A company that manufactured and sold chemical solvents owned two special multi-peril insurance policies. The policies contained insuring clauses with respect to damages “arising out of the ownership, maintenance or use of the insured premises and all operations necessary or incidental to the business of the named insured conducted from or at the insured premises… .” Although neither the insured nor the insurance company could locate or produce the policies, they were able to stipulate as to the insuring clause and several other provisions. One stipulation was that the insurance policies contained a classification code for “Buildings or Premises – office.” Apparently, such a classification code defines a premium rate which is then multiplied by the size of the insured premises. The insurance company argued that the policies did not provide coverage from claims or liabilities not related to the office operations. This was important because the claim was based upon finding the insured’s solvents in remotely located Superfund sites. The allegation was that some solvents distributed by the company caused water and soil contamination.

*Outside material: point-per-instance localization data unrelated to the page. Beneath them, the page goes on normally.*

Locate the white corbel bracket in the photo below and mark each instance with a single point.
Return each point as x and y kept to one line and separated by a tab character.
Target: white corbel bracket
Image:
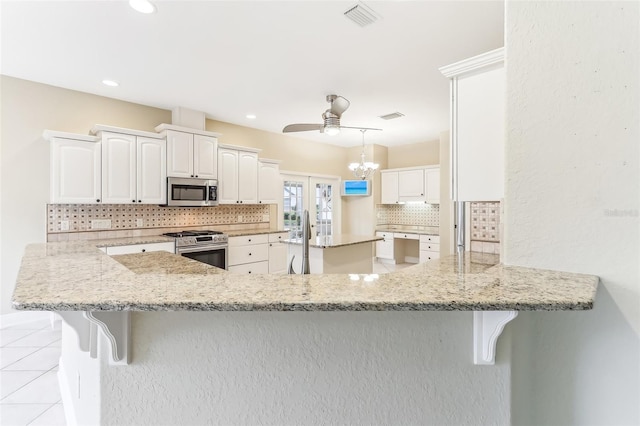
487	327
115	326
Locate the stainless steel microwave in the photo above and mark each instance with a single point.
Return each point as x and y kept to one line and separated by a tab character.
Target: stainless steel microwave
192	192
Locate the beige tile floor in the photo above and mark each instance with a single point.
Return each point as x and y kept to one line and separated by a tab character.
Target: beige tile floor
29	391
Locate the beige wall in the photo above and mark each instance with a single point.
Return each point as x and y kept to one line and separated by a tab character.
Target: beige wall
28	108
415	154
297	154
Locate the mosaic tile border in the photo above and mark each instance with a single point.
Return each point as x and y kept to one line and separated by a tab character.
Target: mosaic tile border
79	217
408	214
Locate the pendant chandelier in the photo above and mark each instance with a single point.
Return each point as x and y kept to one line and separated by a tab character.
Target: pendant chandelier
363	169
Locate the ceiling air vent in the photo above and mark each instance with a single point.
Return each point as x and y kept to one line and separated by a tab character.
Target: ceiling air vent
362	14
392	116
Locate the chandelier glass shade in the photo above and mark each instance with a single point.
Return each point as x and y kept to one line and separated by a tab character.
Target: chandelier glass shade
363	169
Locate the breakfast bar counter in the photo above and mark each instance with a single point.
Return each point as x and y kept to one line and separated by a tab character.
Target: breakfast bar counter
77	276
157	338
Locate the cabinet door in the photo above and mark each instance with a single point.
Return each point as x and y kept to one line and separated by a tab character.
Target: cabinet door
179	154
75	172
277	258
384	248
269	183
248	177
411	185
389	192
118	168
432	185
227	176
205	157
151	171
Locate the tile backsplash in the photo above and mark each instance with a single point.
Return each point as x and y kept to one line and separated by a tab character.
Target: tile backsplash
79	217
419	214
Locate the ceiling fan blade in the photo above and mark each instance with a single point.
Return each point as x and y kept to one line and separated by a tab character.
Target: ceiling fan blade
358	128
302	127
339	105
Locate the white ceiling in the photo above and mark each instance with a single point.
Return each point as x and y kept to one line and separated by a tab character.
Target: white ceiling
275	59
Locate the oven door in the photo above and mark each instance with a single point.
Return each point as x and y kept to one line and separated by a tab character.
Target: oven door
215	255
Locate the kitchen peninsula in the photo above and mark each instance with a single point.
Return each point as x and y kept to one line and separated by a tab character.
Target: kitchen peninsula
336	254
188	366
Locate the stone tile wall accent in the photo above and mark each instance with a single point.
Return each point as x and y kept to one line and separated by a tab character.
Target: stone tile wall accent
408	214
485	227
124	216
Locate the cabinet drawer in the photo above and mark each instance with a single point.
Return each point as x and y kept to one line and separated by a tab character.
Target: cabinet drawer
141	248
250	268
248	254
429	246
428	255
248	239
430	239
388	236
280	236
406	236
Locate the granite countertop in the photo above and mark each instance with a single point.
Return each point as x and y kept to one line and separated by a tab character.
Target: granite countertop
409	229
77	276
242	232
331	241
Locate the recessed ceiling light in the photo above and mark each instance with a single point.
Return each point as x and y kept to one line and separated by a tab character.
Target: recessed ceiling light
142	6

The lower court held that the classification code meant that the policy was “limited to coverages arising out of an office operation.” Consequently, the lower court believed that the policies did not cover the off-site contamination. The insured appealed, arguing that the policies were ambiguous and should have been construed in its favor and to meet its reasonable expectations. It also argued that the classification code did not limit the coverage and most importantly that “the policy language itself [was] broad enough to cover off-site environmental risks.” The Appellate Division agreed with the final point, and disagreed with the lower court’s treatment of the “classification code.” Therefore, it found it unnecessary to discuss the first two points.

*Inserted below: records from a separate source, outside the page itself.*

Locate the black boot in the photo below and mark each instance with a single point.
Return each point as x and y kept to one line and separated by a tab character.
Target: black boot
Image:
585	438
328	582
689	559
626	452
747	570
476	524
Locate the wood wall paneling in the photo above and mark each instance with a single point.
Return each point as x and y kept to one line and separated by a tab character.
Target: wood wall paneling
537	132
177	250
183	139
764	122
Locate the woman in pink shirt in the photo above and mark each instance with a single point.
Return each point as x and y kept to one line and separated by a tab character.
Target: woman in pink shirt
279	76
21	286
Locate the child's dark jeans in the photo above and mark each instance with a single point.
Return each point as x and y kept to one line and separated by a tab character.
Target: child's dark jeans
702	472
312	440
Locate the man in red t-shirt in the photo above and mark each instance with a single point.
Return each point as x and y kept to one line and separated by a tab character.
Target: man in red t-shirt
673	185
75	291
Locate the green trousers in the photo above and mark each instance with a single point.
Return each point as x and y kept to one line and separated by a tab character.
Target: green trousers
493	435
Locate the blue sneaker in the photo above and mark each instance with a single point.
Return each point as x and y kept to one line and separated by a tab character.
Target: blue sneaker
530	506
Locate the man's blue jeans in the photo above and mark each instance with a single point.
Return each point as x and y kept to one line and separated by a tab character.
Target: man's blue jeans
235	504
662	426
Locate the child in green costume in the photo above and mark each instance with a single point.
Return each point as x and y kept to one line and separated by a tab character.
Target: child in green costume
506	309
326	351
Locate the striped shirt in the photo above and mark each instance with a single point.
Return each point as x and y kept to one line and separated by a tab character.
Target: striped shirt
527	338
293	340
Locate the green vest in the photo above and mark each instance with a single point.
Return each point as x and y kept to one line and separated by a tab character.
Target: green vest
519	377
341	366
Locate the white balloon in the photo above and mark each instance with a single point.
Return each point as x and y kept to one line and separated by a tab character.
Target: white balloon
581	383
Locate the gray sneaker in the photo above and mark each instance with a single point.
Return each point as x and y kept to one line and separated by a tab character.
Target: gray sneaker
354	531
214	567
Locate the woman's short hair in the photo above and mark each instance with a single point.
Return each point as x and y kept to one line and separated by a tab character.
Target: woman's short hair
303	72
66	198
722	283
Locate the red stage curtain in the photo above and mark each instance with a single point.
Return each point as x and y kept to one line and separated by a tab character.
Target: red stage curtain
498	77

As to the classification limitation, the insurance company pointed to an endorsement that specifically limited coverage based upon the classification code. The insured responded that the form of policy expressly stated the contrary. The Court pointed out that the policies were lost and that the parties had not stipulated to any policy language dealing with the classification codes. Consequently, it felt that the lower court should never have relied on the code as a proper basis to construe the policy language. The Court then rejected the insurer’s argument that the low premiums actually charged meant that there was no coverage for this risk. The Court felt in this particular case, “the premiums charged [contained no] clue to the meaning of the insurance clause especially since the record [did] not establish exactly what coverages [the] lost policies provided and what, if any, exclusions existed.” Therefore, the Court grounded its “approach to interpretation in the language of the policy itself.” It pointed out that the policy paid for occurrences either “arising out of the ownership, maintenance or use of the insured premises” or for “all operations necessary or incidental” to the insured’s business “conducted at or from the insured premises.” This required the Court to determine if there was a nexus between the off-premises contamination and the insured premises. It found several cases to support such an interpretation. Consequently, it held that the language “arising out of the ownership, maintenance or use of the insured premises and all operations necessary or incidental to the business of the named insured conducted or from the insured premises” was “sufficiently clear and unambiguous to have precluded the entry of summary judgment in [the insurance company’s] favor” because the business of selling the contaminating solvents was conducted from the solvent company’s offices.